Herr Wilhelm, Sie sind für zwei Jahre ARD-Vorsitzender. Ist das wirklich ein Grund zur Freude?

Zunächst einmal sind es Jahre, die für den öffentlich-rechtlichen Rundfunk grundlegende Weichenstellungen bringen werden. Der Vorsitz ist gleichzeitig ein faszinierendes Amt, weil sich der öffentliche Raum derzeit so grundlegend ändert.

Tatsache ist: Sie leiten einen bürokratischen Apparat.

Ja, wie jedes föderale System sind wir geprägt von zahlreichen Sitzungen, auch mit den Gremien und Ausschüssen, die uns kontrollieren. Die ARD ist kein Konzern, dessen CEO sagen kann, so machen wir‘s. Wir müssen für jeden Euro, den wir ausgeben, einen Konsens unter den neun Rundfunkanstalten erreichen.

Wie wollen Sie denn in die Annalen der ARD eingehen?

In der Rolle des ARD-Vorsitzenden ist man kein Chef, sondern Primus inter Pares auf Zeit. Ich werde aber nicht umhin kommen, auch Reformer und Modernisierer zu sein. Denn das Geld wird weniger und die Konkurrenz härter. Es geht jedoch nicht nur um Kosten und Synergien, viel wichtiger ist unser Produkt: Unsere journalistischen Inhalte müssen zu einem unverwechselbaren Profil führen.

Ihr Ministerpräsident in Bayern, Horst Seehofer, hat 2016 eine Zusammenlegung von ARD und ZDF unter einem Dach gefordert.

Wenn die 16 Bundesländer gemeinsam entscheiden sollten, einen solchen Schritt zu gehen, könnte kein Intendant das verhindern. Über eine Fusion von ARD und ZDF entscheiden nicht Intendanten, sondern das müssten alle Ministerpräsidenten und alle Landtage beschließen. Dazu wird es selbstverständlich nicht kommen, da einige Länder definitiv abgewunken haben. Schließlich haben die Landtage auch jeden einzelnen Sender und jede Plattform beschlossen.

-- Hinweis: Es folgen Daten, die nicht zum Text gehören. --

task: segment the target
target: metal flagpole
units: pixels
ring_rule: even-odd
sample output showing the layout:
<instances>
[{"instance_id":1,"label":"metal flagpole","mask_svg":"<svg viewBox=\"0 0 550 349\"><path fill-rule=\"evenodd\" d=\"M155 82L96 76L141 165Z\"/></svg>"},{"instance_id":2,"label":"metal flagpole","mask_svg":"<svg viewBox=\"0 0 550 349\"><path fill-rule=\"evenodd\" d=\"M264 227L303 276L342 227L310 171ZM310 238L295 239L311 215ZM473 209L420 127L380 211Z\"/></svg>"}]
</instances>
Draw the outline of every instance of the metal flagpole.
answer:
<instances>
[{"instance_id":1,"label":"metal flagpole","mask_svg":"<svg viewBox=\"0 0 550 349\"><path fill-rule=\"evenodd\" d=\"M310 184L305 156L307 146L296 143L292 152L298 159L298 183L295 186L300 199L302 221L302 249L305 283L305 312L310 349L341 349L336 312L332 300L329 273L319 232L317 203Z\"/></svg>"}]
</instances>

In einem Konzern wäre leichter durchzusetzen, dass ARD und ZDF ordentlich kooperieren.

Unsere Stärke ist der Föderalismus. Und, außerdem: Es passiert doch schon viel! So produzieren wir jede zweite Woche das „Mittagsmagazin“ nicht mehr hier in München, sondern nutzen gemeinsam Technik und Studio des ZDF in Berlin. Klar, es ist noch mehr denkbar. Und das packen wir jetzt an: etwa mit gemeinsamen IT-Lösungen.

Ein ARD-Konzern könnte als Körperschaft des öffentlichen Rechts für ganz Deutschland wirken.

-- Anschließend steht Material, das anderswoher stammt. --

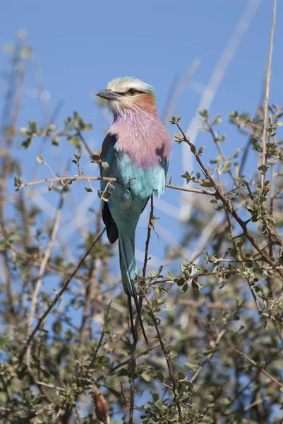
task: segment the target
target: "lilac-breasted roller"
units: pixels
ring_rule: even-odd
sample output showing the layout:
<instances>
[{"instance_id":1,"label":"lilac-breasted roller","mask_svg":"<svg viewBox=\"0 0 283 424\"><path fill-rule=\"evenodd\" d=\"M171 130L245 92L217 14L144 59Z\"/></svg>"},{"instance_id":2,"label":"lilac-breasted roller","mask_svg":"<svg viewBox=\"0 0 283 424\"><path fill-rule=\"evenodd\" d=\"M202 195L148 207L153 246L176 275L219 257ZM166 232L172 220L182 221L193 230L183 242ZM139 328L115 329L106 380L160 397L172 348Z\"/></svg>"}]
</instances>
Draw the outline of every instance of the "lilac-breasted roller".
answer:
<instances>
[{"instance_id":1,"label":"lilac-breasted roller","mask_svg":"<svg viewBox=\"0 0 283 424\"><path fill-rule=\"evenodd\" d=\"M131 297L147 344L134 285L135 231L150 197L153 194L160 196L164 189L171 139L159 121L155 92L149 84L131 77L119 78L96 95L109 101L114 114L101 159L109 165L104 177L116 181L109 201L102 201L102 218L110 243L119 239L121 274L133 337L136 341ZM106 184L101 181L102 192Z\"/></svg>"}]
</instances>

Das wollte bisher kein einziger Landtag. Selbst bei den kleinsten ARD-Anstalten Radio Bremen und Saarländischer Rundfunk kommt aus beiden Ländern der Ruf: An unserer Selbstständigkeit bitte nichts ändern!

Sie beschreiben gerne, was nicht geht. Uns interessiert, was geht.

Unsere wichtigste Aufgabe ist zweifellos, attraktives Programm zu machen, in Fernsehen, Hörfunk und Online. Hier haben ARD und ZDF in den letzten Jahren sogar deutlich zugelegt. Bei den Rahmenbedingungen liegt vieles nicht in unserer Hand: Wir können etwa als ARD immer nur das tun, was uns das Gesetz erlaubt, Stichwort Kartellrecht. So kooperieren wir bei der Produktionstechnik, der IT oder den Archiven, um Kosten zu senken. Die neue Audiothek der ARD wurde für die gesamte Gemeinschaft in München programmiert.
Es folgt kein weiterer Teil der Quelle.